Buna «ilm-i ledünnî» denilmektedir.

            Zamanımızda şeyhlik kisvesine bürünen ümmî­lerin sayıklamalarıyla, ilm-i ledünnî arasında çok fark vardır.

            Ümmî bir kimse dînî hükümlerden birini ele al­dığı, konu edindiği zaman, yanında satrelerden ilim öğrenen fakihler, itiraz edemezlerse, “Evet, dediğin şu kitabda vardır.” derlerse, yahud: “Sözün şu müc­tehidin sözüne benzer.” derlerse, bu zâtın ilmi «ilm-i ledünnî»dir, haktır; vasıtalı, vasıtasız, Allah ona öğ­retiyor demektir. Hatta söylediği sözlerinde onda ye­di yanılmazsa yine haktır.

            Hayır, bundan aşağı uyan uymayan taraflar olursa, adamın ilmi, «ledünnî» değil, «liennî» = indî görüşüdür, sayıklamasıdır.

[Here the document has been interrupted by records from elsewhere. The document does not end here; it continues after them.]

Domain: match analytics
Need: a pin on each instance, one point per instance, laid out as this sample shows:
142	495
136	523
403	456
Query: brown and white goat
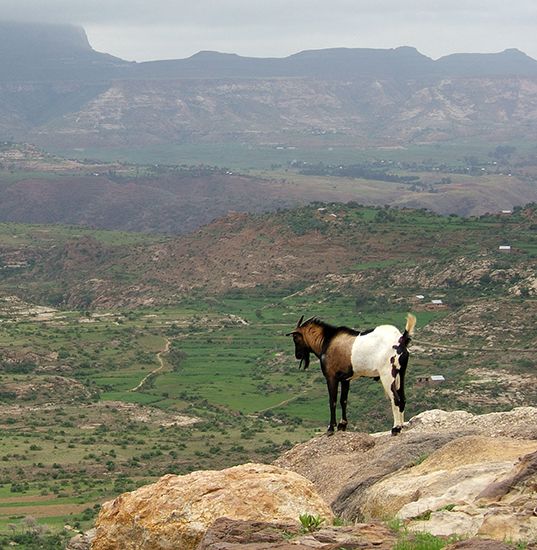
346	354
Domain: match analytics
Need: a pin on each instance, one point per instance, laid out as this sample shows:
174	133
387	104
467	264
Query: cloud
143	29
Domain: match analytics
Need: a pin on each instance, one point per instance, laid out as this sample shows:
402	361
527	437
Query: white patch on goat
371	352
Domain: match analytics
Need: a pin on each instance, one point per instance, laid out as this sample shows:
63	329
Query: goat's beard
306	360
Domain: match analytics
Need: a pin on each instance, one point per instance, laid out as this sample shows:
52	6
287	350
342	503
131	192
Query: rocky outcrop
227	534
176	511
448	473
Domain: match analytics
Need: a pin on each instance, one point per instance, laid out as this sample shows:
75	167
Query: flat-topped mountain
55	90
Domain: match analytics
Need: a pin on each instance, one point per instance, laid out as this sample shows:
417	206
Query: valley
85	316
164	225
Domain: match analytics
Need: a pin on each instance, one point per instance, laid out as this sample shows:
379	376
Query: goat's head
302	349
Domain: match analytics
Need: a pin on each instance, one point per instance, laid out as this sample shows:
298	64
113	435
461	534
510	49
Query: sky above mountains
143	30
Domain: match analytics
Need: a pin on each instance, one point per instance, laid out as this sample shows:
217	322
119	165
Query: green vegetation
310	523
100	400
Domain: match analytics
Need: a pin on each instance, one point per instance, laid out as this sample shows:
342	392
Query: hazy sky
167	29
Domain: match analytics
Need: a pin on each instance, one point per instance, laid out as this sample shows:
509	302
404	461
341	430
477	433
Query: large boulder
227	534
453	475
176	511
347	466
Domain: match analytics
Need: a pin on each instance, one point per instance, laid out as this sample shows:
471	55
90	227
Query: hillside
56	91
291	248
126	356
38	187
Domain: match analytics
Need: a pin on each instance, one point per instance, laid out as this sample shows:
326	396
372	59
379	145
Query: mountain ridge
66	44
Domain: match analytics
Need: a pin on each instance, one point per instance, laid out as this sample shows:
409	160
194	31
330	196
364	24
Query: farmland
127	355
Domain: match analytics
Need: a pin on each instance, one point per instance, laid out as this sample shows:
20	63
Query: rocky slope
447	473
55	89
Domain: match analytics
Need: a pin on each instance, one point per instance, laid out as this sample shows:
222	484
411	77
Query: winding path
158	369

            3-Hâlet-i nezd'de meleklerin onlara müjde vermeleridir; kabirde ve ahirette verecekleri müjde gibi.

            4-Meleklerin onlara yetişerek feyz-u saadetlerini bildirmekle müjdeleridir yahud işlerini görmeleridir.

            İşte bu itibarla:

كَـرَامـَاتِ وَلِـى حَقْــدِرْ نَبِـيـــسِى مُعْجِـزَاتِـيــدِرْ

كَسَرْ اٰزْ مُدَّتْ اِيچْرَه چُوقْ مَسَافَه اَوْلِيَاءُ اللّٰهْ

Kerâmât-ı velî hakdır nebîsi mu'cizâtîdir

Keser az müddet içre çok mesafe Evliyâullah

Allah Teâlâ'nın sevdiği kulunun kerametleri haktır. Ve onun kerâmetleri nebîsinin mucizeleridir. Az bir müddette çok mesafeyi evliyâullah geçer. 

بُولُورْلَرْ وَقْتِ حَاجَتْدَه طَعَامِ هَمْ لِبَاسْ اٰنْلَرْ

بَهـَائِـمْ هَمْ جَمـَادَاتِيـلَه سُويْلَرْلَرْ بِاِذْنِ اللّٰهْ

Bulurlar vakt-i hâcetde taâmı hem libâs anlar

Behâim hem cemâdâtıyla söylerler Biiznillah

İhtiyac oldukça onlar, yiyecek ve giyecekleri bulurlar. Hayvanlarla, cansız varlıklarla Allah Teâlâ'nın izniyle konuşurlar.
Nitekim Buhârî başta olmak üze­re birçok hadis imamlarının tahric ettikleri hadîs-i şerîfte İbni Mes'ûd radıyallahu Teâlâ anhu:

لَقَدْ كُنَّا نَسْمَعُ تَسْبِيحَ الطَّعَامِ وَهُوَ يُؤْكَلُ

“Hakîkaten biz ashab, yemeklerin tesbîhini işitirdik; o yemek yenildiği halde.” diye buyurdu. Biz demesinden anlaşılıyor ki, birçok ashab-ı kiram böyle idi.

گَهِى صُو اُوزَرِنْدَه مَشِى اِيدَرْلَرْ وَجْدِ حَالَتْلَه

هَوَادَه هَمْ اُوچَارْلَرْ خَرْق اِيدَرْ عـَــادَاتِنِى اَللّٰهْ

Gehi su üzerinde meşî ederler vecd-i hâletle

Havada hem uçarlar hark eder âdâtını Allah

Bazan vecd-u hâletle, su üzerinde yürürler. Havada uçarlar. Allah Teâlâ tabiî kanunları onlara deler, ibtal eder. Hayvanları kendilerine musahhar kılar.

            Bu gibi kerâmetler ashab-ı kiramdan ve birçok tâbiînden görülmüştür.